Petro Poroschenko sucht Käufer für seine Schokofabrik in Lipezk

Petro Poroschenko sucht Käufer für seine Schokofabrik in Lipezk
In der Kanzlei von Poroschenko heißt es, dass der Präsident fest entschlossen sei, das Werk zu verkaufen. Doch um dieses Angebot scheint sich niemand zu reißen. Kein Wunder: Der Konzern schuldet der russischen Steuerbehörde zehn Millionen Euro.

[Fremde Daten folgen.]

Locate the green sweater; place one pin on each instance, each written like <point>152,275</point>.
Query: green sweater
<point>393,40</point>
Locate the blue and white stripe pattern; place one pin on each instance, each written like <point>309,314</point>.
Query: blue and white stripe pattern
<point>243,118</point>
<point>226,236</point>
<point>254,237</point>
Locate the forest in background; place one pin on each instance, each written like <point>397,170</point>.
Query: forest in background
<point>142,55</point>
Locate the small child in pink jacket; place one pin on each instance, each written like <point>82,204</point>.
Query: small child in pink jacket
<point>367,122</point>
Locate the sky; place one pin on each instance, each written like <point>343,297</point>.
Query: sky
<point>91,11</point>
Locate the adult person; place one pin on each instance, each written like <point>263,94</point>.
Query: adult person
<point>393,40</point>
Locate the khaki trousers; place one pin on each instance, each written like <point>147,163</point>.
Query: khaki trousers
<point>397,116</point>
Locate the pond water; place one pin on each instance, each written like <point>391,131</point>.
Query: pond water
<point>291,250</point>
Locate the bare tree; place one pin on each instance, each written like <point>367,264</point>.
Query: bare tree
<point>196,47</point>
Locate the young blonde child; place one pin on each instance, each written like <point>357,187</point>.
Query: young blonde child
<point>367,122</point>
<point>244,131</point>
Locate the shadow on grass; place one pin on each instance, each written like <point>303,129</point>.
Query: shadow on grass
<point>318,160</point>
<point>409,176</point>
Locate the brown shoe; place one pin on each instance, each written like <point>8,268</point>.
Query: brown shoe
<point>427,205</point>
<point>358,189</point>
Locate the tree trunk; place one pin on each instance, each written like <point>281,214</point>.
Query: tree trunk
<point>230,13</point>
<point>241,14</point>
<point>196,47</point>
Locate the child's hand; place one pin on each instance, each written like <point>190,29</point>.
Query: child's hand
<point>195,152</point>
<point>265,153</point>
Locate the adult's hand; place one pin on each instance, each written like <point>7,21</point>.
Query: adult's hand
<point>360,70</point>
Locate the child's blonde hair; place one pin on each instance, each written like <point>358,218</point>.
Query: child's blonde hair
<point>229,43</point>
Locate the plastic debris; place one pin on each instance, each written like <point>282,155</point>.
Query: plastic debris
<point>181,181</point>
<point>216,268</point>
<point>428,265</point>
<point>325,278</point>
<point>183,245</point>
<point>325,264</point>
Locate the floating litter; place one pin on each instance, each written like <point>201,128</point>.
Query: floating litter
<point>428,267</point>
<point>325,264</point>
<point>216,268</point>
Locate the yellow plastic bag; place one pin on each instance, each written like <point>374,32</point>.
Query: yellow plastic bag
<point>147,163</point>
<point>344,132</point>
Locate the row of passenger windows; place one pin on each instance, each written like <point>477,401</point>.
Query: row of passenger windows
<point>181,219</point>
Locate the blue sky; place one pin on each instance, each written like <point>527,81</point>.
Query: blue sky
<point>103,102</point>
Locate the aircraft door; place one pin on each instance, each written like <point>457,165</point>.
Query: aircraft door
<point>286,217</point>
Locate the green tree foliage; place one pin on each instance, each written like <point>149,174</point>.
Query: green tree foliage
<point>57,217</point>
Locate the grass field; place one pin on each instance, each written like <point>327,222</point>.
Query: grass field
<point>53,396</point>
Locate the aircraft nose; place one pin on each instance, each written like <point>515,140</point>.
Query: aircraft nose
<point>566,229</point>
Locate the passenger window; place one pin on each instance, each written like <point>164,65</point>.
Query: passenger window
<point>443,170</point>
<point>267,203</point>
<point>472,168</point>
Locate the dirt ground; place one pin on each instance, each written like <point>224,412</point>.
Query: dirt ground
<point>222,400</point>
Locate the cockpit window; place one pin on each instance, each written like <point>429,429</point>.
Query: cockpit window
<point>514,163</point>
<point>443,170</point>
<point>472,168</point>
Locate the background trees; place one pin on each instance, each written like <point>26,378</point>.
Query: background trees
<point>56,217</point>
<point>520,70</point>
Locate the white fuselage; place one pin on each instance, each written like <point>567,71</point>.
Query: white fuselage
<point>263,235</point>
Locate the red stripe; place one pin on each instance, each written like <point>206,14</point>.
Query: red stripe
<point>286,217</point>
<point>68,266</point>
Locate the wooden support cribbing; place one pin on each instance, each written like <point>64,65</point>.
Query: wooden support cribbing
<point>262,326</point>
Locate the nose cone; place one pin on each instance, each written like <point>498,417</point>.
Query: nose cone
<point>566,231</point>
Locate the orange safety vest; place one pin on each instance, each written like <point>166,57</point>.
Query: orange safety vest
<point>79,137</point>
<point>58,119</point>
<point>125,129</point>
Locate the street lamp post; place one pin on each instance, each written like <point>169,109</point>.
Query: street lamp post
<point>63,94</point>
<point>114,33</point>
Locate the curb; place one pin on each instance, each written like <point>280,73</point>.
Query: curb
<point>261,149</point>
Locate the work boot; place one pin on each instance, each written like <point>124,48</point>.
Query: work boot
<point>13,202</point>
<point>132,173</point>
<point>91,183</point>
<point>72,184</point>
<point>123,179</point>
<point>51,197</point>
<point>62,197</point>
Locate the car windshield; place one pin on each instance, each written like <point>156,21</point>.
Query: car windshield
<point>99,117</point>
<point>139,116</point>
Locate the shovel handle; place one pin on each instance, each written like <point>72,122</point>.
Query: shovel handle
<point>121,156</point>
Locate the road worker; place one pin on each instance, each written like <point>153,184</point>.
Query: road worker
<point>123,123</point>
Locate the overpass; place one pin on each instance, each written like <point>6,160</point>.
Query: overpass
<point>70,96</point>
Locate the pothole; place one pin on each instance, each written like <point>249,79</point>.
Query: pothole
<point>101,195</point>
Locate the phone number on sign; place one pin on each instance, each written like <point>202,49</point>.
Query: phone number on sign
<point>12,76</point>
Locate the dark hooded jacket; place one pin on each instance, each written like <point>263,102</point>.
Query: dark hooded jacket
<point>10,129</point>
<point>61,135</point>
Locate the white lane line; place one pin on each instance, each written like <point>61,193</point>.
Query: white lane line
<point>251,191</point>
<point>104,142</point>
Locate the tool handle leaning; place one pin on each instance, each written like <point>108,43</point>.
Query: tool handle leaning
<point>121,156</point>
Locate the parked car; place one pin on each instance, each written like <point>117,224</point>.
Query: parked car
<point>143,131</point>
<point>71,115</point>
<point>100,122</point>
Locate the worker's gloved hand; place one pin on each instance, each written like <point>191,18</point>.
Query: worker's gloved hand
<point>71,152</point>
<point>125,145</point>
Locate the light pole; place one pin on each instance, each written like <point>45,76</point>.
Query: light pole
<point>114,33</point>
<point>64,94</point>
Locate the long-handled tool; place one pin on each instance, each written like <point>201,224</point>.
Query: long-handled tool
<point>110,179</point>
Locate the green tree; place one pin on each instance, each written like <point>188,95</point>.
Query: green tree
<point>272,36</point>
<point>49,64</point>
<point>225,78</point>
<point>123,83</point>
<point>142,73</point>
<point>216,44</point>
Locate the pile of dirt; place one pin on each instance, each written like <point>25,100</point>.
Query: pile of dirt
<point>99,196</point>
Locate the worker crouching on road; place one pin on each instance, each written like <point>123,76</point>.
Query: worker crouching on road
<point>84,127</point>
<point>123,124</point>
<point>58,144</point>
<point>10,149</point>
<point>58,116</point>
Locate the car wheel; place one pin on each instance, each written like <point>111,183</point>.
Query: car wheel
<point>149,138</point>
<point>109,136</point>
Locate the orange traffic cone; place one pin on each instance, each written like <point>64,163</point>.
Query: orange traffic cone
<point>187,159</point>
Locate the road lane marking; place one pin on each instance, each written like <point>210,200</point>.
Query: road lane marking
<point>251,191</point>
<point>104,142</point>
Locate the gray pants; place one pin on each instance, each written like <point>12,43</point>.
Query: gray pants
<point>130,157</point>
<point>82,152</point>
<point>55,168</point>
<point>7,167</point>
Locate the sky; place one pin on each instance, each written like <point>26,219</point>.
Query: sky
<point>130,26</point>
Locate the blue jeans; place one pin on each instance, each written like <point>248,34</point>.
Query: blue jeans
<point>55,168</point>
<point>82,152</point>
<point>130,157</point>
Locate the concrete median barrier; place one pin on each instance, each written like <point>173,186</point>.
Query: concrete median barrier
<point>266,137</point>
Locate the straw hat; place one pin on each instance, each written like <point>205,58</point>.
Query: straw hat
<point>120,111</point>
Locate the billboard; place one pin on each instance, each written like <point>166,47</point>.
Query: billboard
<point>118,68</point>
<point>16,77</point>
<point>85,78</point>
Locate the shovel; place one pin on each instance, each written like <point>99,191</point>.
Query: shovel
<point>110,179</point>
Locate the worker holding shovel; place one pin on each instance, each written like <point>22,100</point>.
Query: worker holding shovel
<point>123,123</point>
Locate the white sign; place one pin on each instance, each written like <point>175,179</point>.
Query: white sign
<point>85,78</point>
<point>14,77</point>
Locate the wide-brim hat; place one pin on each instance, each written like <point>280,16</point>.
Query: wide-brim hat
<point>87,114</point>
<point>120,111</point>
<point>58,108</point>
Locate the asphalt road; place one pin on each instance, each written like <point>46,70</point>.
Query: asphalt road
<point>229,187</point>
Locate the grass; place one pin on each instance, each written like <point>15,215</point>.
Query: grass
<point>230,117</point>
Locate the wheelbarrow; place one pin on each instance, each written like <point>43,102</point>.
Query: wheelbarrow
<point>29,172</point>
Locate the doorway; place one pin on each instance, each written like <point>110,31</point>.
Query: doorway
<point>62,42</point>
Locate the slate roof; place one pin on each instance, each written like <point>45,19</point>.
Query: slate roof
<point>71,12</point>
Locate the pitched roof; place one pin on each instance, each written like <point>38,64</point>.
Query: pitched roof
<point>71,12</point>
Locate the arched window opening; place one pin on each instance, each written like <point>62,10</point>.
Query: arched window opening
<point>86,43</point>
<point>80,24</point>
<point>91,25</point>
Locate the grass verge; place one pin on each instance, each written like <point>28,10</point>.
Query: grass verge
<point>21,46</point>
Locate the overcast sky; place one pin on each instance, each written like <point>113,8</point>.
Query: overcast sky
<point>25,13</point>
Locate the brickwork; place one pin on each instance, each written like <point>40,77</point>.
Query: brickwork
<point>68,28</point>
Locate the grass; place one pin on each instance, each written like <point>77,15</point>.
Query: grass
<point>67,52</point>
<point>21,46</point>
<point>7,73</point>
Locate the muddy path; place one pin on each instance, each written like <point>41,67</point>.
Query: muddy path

Der ukrainische Präsident Petro Poroschenko will das Werk seines Schokokonzerns „Roshen“ in der russischen Stadt Lipezk verkaufen. Dies gab der Chef der Präsidialkanzlei, Boris Loschkin, am Sonntag bekannt.

Zuvor hatte die Überregionale Inspektion des Föderalen Steuerdienstes Russlands mitgeteilt, dass die Verschuldung der Lipezker „Roshen“-Fabrik bis zum 1. Februar dieses Jahres 779 Millionen Rubel beträgt. Das entspricht etwa zehn Millionen Euro.     

„Poroschenkosucht jetzt über professionelle Vermittler einen Käufer für die Lipezker Fabrik. Man muss aber beachten, dass sie von der Steuerbehörde mehrmals geschlossen wurde. Für mögliche russische Käufer wäre das ein großes Vermögen. Ich verstehe, dass der Inhaber es nicht leicht haben wird, die Fabrik zu verkaufen“, sagte Loschkin gegenüber Radio Westi. 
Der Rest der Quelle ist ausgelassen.